Whether any international obligations would be breached as a result of the cancellation
There is no evidence before the Tribunal and the applicant is not claiming that there are any international obligations that would be breached as a result of the cancellation.
The impact on any victims of family violence
There is no evidence before the Tribunal that there is any victim of domestic violence or that there would be any such impact.
Any other relevant matters raised by the visa holder
The Tribunal acknowledges that the applicant travelled to Australia to study but the cumulative evidence before the Tribunal indicates that he is not a genuine student. The applicant was granted a visa to study in Australia and it is expected that he would do so.
In consideration of the evidence as a whole, the Tribunal has concluded that the applicant’s intention has not been consistent with the reasons he was granted the visa.
In essence and for those reasons, the Tribunal is satisfied that there are no factors that would lead to the favourable exercise of discretion in this matter.

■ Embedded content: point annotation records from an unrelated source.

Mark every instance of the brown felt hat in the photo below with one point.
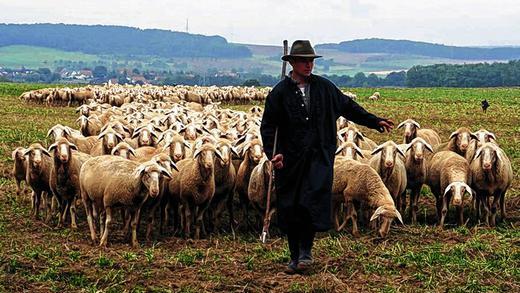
(301, 48)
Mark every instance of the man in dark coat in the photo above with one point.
(304, 107)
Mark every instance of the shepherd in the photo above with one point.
(304, 108)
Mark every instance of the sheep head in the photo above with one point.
(461, 137)
(204, 155)
(34, 152)
(389, 151)
(62, 150)
(18, 154)
(458, 189)
(417, 147)
(123, 150)
(150, 174)
(387, 213)
(165, 161)
(489, 155)
(410, 129)
(349, 150)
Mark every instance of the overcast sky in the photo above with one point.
(451, 22)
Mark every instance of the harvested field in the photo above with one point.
(36, 257)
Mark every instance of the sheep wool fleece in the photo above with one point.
(307, 141)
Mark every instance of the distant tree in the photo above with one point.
(251, 82)
(100, 71)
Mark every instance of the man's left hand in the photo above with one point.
(385, 124)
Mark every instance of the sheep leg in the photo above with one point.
(444, 211)
(135, 220)
(503, 205)
(72, 209)
(414, 204)
(460, 213)
(90, 220)
(494, 206)
(108, 220)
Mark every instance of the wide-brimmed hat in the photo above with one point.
(301, 48)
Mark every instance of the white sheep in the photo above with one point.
(109, 181)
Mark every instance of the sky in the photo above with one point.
(450, 22)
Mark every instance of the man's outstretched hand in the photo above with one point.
(277, 161)
(385, 124)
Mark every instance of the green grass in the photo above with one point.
(38, 257)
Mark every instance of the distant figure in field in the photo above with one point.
(485, 105)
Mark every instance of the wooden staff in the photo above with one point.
(267, 216)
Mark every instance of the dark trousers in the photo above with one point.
(300, 234)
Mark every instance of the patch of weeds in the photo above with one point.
(188, 256)
(130, 256)
(299, 287)
(149, 254)
(74, 255)
(104, 261)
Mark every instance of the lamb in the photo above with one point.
(412, 129)
(195, 186)
(109, 138)
(416, 171)
(108, 181)
(391, 169)
(351, 151)
(258, 187)
(225, 175)
(459, 141)
(491, 175)
(448, 171)
(252, 152)
(357, 182)
(124, 150)
(64, 177)
(352, 134)
(482, 136)
(39, 166)
(89, 126)
(19, 168)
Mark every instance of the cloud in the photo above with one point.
(462, 22)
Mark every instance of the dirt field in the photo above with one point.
(35, 257)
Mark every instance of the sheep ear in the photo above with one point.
(174, 166)
(377, 150)
(139, 171)
(52, 147)
(399, 217)
(360, 135)
(448, 188)
(49, 132)
(165, 172)
(479, 151)
(358, 151)
(399, 150)
(377, 213)
(234, 151)
(339, 149)
(428, 146)
(218, 154)
(453, 134)
(45, 152)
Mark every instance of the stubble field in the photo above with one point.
(36, 257)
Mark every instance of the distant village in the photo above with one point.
(100, 74)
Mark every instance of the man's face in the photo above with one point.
(302, 66)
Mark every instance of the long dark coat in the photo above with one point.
(307, 141)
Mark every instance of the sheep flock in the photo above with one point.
(172, 161)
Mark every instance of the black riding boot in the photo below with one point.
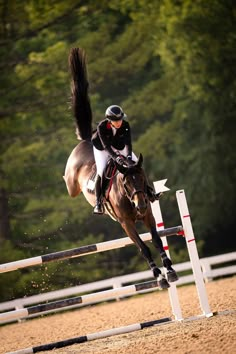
(98, 190)
(152, 196)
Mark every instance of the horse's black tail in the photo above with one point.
(80, 101)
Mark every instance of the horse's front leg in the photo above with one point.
(129, 228)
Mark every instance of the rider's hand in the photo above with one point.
(120, 160)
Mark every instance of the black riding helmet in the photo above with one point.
(114, 113)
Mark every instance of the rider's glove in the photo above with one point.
(120, 160)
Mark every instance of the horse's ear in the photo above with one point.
(140, 160)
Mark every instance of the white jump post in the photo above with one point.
(173, 294)
(193, 253)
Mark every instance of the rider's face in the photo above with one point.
(117, 124)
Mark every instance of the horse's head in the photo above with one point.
(135, 185)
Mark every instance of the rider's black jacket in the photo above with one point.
(103, 137)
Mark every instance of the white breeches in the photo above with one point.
(101, 157)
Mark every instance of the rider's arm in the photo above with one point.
(104, 138)
(128, 140)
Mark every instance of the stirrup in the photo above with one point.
(99, 209)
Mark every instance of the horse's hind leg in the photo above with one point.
(146, 253)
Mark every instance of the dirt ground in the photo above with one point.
(203, 336)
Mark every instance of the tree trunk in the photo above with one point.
(4, 216)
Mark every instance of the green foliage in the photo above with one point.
(171, 65)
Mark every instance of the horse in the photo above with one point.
(127, 199)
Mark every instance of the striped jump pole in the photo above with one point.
(85, 299)
(193, 253)
(173, 294)
(93, 336)
(84, 250)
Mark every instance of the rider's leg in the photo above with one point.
(101, 157)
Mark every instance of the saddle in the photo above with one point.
(107, 179)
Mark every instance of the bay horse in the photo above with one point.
(128, 192)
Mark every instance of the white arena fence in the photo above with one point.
(197, 273)
(209, 271)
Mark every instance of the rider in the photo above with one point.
(112, 139)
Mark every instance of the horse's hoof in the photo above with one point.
(162, 282)
(172, 276)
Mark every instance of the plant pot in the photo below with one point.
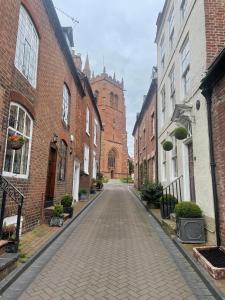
(56, 221)
(16, 145)
(68, 210)
(166, 209)
(11, 247)
(191, 230)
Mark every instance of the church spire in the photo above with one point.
(87, 69)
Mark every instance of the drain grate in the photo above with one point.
(216, 256)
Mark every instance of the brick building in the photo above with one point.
(111, 105)
(43, 99)
(145, 139)
(183, 59)
(213, 88)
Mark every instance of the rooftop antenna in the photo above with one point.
(75, 21)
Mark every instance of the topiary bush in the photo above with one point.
(151, 192)
(180, 133)
(188, 210)
(167, 146)
(67, 200)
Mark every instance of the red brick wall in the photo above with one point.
(114, 123)
(46, 103)
(218, 119)
(215, 28)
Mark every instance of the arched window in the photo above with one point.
(16, 162)
(27, 47)
(112, 159)
(62, 161)
(111, 100)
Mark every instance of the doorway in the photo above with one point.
(51, 175)
(76, 181)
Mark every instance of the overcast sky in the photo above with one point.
(121, 33)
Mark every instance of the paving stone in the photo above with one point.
(116, 251)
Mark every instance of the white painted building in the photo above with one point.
(181, 50)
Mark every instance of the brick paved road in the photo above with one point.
(116, 251)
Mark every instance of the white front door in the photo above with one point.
(76, 181)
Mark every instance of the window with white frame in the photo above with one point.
(183, 8)
(174, 166)
(95, 132)
(163, 105)
(16, 162)
(185, 66)
(162, 51)
(172, 89)
(27, 47)
(94, 165)
(86, 159)
(171, 28)
(87, 121)
(164, 164)
(65, 105)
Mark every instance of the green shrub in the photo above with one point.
(188, 210)
(58, 210)
(167, 146)
(151, 192)
(180, 133)
(67, 200)
(168, 198)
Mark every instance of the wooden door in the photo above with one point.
(191, 172)
(50, 185)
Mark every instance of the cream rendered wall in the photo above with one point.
(194, 25)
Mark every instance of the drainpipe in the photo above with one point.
(207, 93)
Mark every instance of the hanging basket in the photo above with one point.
(180, 133)
(16, 143)
(167, 146)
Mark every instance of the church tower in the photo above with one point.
(111, 104)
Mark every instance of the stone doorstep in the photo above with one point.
(216, 273)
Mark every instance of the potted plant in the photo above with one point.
(190, 223)
(180, 133)
(16, 142)
(93, 186)
(82, 194)
(167, 205)
(151, 193)
(167, 146)
(57, 218)
(67, 202)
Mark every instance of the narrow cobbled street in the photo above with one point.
(115, 251)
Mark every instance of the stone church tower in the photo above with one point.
(111, 105)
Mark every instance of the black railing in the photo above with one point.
(10, 191)
(172, 194)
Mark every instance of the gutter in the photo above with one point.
(207, 93)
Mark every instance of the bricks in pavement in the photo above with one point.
(115, 253)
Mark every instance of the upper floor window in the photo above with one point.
(171, 28)
(172, 89)
(183, 8)
(87, 121)
(27, 47)
(163, 104)
(62, 161)
(185, 66)
(65, 105)
(16, 162)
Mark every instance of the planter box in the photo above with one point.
(215, 272)
(191, 230)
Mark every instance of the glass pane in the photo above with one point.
(13, 116)
(27, 129)
(17, 161)
(21, 117)
(25, 157)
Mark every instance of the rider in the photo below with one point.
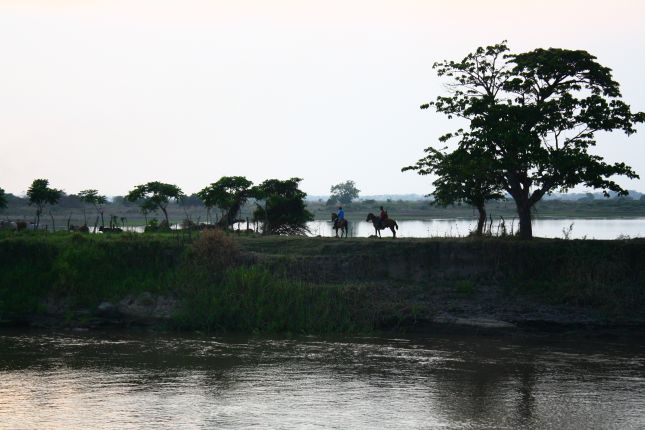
(383, 216)
(341, 216)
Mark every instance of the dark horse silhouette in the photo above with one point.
(380, 225)
(339, 224)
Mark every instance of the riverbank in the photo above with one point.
(223, 283)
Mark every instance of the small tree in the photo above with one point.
(535, 114)
(93, 198)
(463, 176)
(229, 194)
(40, 195)
(155, 195)
(344, 192)
(3, 199)
(284, 210)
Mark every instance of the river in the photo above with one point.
(553, 228)
(76, 380)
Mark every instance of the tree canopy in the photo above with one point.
(95, 199)
(40, 195)
(464, 175)
(344, 192)
(534, 115)
(284, 210)
(229, 194)
(155, 195)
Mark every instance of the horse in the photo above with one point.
(380, 225)
(339, 224)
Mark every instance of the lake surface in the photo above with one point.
(575, 228)
(72, 380)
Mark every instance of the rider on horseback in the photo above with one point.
(383, 217)
(341, 216)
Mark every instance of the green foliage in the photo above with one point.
(155, 195)
(3, 199)
(229, 194)
(253, 300)
(41, 195)
(344, 192)
(465, 175)
(535, 115)
(92, 197)
(284, 210)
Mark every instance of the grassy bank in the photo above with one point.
(314, 285)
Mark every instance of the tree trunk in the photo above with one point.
(526, 230)
(481, 221)
(53, 223)
(165, 214)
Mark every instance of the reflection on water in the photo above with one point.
(161, 381)
(575, 228)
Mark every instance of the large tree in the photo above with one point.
(95, 199)
(344, 192)
(40, 195)
(155, 195)
(464, 175)
(284, 210)
(536, 115)
(229, 194)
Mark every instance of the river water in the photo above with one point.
(571, 228)
(554, 228)
(71, 380)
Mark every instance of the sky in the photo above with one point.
(108, 94)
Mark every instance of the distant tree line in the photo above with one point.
(279, 204)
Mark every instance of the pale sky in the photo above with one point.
(108, 94)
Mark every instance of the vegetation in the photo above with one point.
(314, 285)
(155, 195)
(463, 176)
(284, 210)
(228, 194)
(344, 192)
(534, 115)
(3, 199)
(93, 198)
(40, 195)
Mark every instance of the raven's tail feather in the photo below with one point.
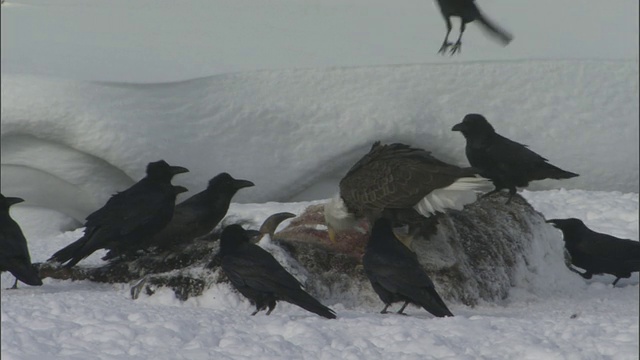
(68, 252)
(434, 304)
(307, 302)
(25, 272)
(494, 30)
(549, 171)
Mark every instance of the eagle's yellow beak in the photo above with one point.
(332, 234)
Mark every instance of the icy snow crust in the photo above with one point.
(296, 132)
(554, 315)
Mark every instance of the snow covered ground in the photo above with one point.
(80, 320)
(296, 90)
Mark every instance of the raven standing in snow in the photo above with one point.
(14, 253)
(130, 217)
(598, 253)
(468, 12)
(258, 276)
(396, 275)
(507, 163)
(199, 214)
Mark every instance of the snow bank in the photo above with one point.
(295, 132)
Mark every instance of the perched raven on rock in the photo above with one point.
(468, 12)
(14, 253)
(129, 218)
(507, 163)
(396, 275)
(258, 276)
(198, 215)
(598, 253)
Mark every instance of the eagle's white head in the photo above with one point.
(338, 217)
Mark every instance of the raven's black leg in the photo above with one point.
(384, 311)
(512, 191)
(496, 190)
(402, 308)
(272, 305)
(446, 43)
(456, 47)
(15, 285)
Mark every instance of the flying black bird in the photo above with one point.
(468, 12)
(507, 163)
(129, 217)
(199, 214)
(259, 277)
(14, 254)
(404, 182)
(598, 253)
(396, 275)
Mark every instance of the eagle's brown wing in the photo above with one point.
(395, 176)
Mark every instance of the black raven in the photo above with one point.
(404, 183)
(129, 217)
(199, 214)
(467, 11)
(507, 163)
(259, 277)
(396, 275)
(598, 253)
(14, 253)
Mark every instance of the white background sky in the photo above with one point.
(288, 93)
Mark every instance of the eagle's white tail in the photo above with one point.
(455, 196)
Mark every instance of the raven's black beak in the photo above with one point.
(239, 184)
(179, 189)
(175, 170)
(13, 200)
(552, 222)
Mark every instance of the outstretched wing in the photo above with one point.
(395, 176)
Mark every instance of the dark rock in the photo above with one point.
(477, 254)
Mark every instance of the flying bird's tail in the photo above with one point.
(25, 272)
(494, 30)
(307, 302)
(455, 196)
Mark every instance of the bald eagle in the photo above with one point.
(402, 183)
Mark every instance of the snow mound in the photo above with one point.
(315, 124)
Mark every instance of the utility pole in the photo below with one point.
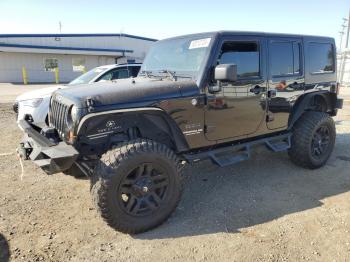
(347, 33)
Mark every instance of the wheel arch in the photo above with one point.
(149, 123)
(316, 101)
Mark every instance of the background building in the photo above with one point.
(41, 58)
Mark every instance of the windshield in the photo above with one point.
(183, 56)
(87, 77)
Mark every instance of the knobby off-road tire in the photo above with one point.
(313, 140)
(137, 185)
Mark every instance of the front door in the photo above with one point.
(286, 79)
(239, 108)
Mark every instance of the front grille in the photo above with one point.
(58, 116)
(15, 107)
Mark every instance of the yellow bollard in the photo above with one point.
(24, 75)
(56, 75)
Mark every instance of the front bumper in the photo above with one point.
(50, 156)
(339, 103)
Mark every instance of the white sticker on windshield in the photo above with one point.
(200, 43)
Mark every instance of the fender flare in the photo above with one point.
(303, 104)
(153, 115)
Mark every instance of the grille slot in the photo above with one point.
(58, 116)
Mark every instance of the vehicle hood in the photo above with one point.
(39, 93)
(131, 92)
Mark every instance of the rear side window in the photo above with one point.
(321, 58)
(284, 59)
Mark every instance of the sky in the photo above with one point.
(162, 19)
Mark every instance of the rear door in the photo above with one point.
(286, 79)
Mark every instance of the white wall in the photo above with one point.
(11, 66)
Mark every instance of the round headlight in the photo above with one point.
(72, 115)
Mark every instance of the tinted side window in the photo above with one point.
(297, 54)
(120, 73)
(134, 70)
(281, 58)
(244, 54)
(321, 58)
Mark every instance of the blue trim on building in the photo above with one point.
(77, 35)
(66, 48)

Considering the circumstances as a whole, the Tribunal concludes that the visa should be cancelled.
DECISION
The Tribunal affirms the decision to cancel the applicant’s Subclass 572 Vocational Education and Training Sector visa.
Antoinette Younes
Senior MemberATTACHMENT – Extract from r.2.43 of the Migration Regulations 1994
…
(1C)For subsection 116(1A) of the Act, the Minister may have regard to the matter mentioned in subregulation (1D) in determining whether he or she is satisfied as mentioned in paragraph 116(1)(fa) of the Act.
(1D)For subregulation (1C), the matter is that participation in a course of study by the holder of a student visa has been deferred or temporarily suspended by the provider of the course of study:
(a)because of the conduct of the holder; or
(b)because of the circumstances of the holder, other than compassionate or compelling circumstances; or
(c)because of compassionate or compelling circumstances of the holder, if the Minister is satisfied that the circumstances have ceased to exist; or
(d)on the basis of evidence or a document given to the provider about the holder’s circumstances, if the Minister is satisfied that the evidence or document is fraudulent or misrepresents the holder’s circumstances.